Ya no puedo recordar el rostro de Benitillo, un pedigüeño
mochales a quien más de un guasón picaba ofreciéndole un duro a cambio
de que lanzase vivas a Franco. Terminar la oferta y arrancarse el
buen hombre con una sarta de imprecaciones contra el dictador, era todo
uno, para regocijo del bromista y del corrillo de curiosos atraídos por
el ruido de las voces. También se han borrado de mi memoria las
facciones de la Manquilla, apodo por el que se la conocía por culpa de
sus deformados brazos convertidos en muñones. Solía acercarse a la
Claustrilla para pedir limosna a los viajeros que montaban en la
Central, el autobús que bajaba a la estación de Cañuelo. Quizá nadie
recuerde su nombre de pila ni el mes y año que nos abandonó. También nos
dejo el señor Demetrio, el conductor de aquel cacharro, un viejo
Chevrolet, creo, al que no sé por qué le llamábamos la Central, atestado
siempre de maletas y viajeros cuando el ferrocarril todavía era una
realidad viva y pujante en nuestra provincia. No volví a saber de
Daniel, el cobrador, ni de aquel señor, Velilla creo que le decían, que
vendía periódicos y revistas en la librería del vestíbulo de la estación
y que, al terminar la jornada, regresaba a la ciudad en su vieja
bicicleta.
El Cañuelo y la Central me arrastran inevitablemente a los días
de la infancia, cuando la provincia todavía era encrucijada ferroviaria
de las líneas que la cruzaban de norte a sur y de este a oeste:
Soria-Castejón; Torralba-Soria; Calatayud-Cidad Dosante;
Valladolid-Ariza… La ciudad chiquita, apenas dieciocho mil almas la
habitaban, vivía cercana al ferrocarril. Y tan cercana que la
desaparecida estación de San Francisco se asomaba a sus mismas puertas,
o más bien estaba dentro de ella. Disimulada y frágil como un nido /
eres la paz de tus andenes, / libre de humo y carbón, / limpia de ruido
/ la estación de los sueños y los trenes, como la inmortalizó
Gerardo Diego. Anejo a su costado, el embarcadero, estrecho y largo
–olor a ganado y cagarruta-, lugar de breve descanso de las ovejas de la
trashumancia. Vecina de la fábrica del asperón, del lavadero de lanas y
de la huerta del tío Grillo, a partir de aquí la ciudad iba perdiendo su
nombre, camino de Almazán, y la vía, encajonada en una trinchera
paralela a la vieja carretera de Madrid, atravesaba un mínimo túnel
antes de llegar a la estación de Cañuelo. El paso a nivel que cruzaba la
carretera junto al Ventorro, nos recordaba a diario que tras las paredes
de tablas de los barracones de Explotaciones Forestales proseguía la
actividad, y que a Renfe aún le importaban algo esta provincia y su
madera. Lo que vino después ya es historia: el gobierno, en nombre del
progreso, suprimió las líneas férreas, se cerraron las estaciones y
apeaderos, y la herrumbre y la maleza fueron para siempre mudos
compañeros del abandono, la decrepitud y la soledad. La ciudad y su
gente le volvió la espalda y el tren se fue para no volver.
…
¡Qué diferentes los viajes de ahora, en trenes cómodos y limpios!

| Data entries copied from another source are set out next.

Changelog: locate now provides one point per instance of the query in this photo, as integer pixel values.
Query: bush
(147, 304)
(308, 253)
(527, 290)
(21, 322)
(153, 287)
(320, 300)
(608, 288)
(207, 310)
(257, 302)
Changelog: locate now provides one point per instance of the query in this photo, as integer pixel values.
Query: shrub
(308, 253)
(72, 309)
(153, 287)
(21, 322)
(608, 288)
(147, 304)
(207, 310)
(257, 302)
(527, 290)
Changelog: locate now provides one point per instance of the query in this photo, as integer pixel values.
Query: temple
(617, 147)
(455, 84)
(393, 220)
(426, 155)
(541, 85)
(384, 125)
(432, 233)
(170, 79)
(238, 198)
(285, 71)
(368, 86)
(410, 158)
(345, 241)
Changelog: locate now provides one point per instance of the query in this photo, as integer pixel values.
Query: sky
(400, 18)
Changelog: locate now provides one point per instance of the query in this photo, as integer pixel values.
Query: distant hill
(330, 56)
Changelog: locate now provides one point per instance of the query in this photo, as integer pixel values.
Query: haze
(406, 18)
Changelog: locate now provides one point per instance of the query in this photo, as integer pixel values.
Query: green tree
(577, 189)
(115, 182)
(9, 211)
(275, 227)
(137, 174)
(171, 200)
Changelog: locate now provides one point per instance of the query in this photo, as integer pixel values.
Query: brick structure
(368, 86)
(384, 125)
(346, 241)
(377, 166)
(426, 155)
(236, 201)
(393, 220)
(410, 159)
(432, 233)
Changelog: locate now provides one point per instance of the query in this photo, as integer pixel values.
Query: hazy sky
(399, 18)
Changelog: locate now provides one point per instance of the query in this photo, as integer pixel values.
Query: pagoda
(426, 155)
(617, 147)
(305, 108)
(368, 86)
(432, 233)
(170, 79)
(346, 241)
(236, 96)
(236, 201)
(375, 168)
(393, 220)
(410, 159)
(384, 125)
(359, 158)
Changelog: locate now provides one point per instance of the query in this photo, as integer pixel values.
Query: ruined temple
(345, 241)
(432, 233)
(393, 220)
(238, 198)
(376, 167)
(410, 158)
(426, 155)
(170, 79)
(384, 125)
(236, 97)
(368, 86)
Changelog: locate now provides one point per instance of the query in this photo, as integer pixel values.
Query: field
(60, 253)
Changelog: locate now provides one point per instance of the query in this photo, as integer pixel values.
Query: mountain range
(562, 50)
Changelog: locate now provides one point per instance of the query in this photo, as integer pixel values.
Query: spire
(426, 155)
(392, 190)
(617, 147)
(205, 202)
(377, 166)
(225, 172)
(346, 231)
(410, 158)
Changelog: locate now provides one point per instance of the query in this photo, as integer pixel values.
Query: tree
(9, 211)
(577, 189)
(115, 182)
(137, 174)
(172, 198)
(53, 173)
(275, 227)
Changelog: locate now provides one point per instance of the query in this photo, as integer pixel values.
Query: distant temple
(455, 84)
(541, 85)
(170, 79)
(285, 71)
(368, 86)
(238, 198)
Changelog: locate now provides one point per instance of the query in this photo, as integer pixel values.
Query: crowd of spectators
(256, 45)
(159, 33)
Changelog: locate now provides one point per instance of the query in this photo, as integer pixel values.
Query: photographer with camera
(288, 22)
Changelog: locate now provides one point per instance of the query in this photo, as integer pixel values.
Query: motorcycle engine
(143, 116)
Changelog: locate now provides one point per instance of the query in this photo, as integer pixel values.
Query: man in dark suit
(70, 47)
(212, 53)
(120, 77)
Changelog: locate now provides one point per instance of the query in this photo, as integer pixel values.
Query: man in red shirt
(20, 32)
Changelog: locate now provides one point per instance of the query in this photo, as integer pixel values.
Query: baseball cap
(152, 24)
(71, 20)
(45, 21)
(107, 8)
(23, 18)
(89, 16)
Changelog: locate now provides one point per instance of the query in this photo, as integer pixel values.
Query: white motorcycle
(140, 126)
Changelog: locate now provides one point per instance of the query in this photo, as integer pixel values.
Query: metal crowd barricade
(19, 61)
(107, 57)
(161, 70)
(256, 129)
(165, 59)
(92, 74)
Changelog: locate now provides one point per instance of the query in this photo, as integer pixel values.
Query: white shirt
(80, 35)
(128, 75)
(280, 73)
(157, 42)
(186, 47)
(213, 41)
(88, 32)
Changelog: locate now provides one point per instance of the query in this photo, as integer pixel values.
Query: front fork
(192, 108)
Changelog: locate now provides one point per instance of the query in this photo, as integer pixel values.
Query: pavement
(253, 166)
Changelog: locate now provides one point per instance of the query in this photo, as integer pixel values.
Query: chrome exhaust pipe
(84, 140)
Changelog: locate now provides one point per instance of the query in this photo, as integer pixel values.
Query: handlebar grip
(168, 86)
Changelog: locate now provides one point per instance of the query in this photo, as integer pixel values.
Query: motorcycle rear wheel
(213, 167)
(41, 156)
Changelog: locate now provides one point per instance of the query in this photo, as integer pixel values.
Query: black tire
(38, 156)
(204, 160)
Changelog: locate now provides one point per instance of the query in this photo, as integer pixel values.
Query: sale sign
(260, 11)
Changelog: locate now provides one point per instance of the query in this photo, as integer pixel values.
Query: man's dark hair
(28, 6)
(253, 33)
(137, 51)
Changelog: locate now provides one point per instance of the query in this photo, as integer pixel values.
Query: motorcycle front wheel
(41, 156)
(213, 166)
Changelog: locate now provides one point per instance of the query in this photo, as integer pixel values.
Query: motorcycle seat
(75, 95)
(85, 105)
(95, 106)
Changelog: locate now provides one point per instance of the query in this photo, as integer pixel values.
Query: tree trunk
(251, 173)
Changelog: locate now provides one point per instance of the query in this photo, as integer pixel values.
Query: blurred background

(Sin embargo, ¿puede en propiedad llamarse viaje a un breve paréntesis
entre el punto de salida y el del llegada? Lo que hoy llamamos viaje no
deja de ser, perdido aquel encanto, un remedo, un sucedáneo descolorido,
donde todo es previsible: desde la película que van a ver los señores
pasajeros, hasta la hora de llegada; los mismos cafés, el mismo pan de
molde, los mismos refrescos… El hombre actual raramente viaja: se
traslada o hace turismo). Pero por mucho que las ensoñaciones de la
infancia envuelvan con un aura de idealización los tiempos pasados, no
podrán evitar el suplicio que suponían aquellos viajes interminables a
poco largos que fueran los trayectos. Y si se salía de la provincia ya
lo eran todos. Lejana Pamplona, lejano Madrid, lejanísima Sierra de
Mágina de la abuela Isabel. Ocho horas, medio día, ¡un día con su noche!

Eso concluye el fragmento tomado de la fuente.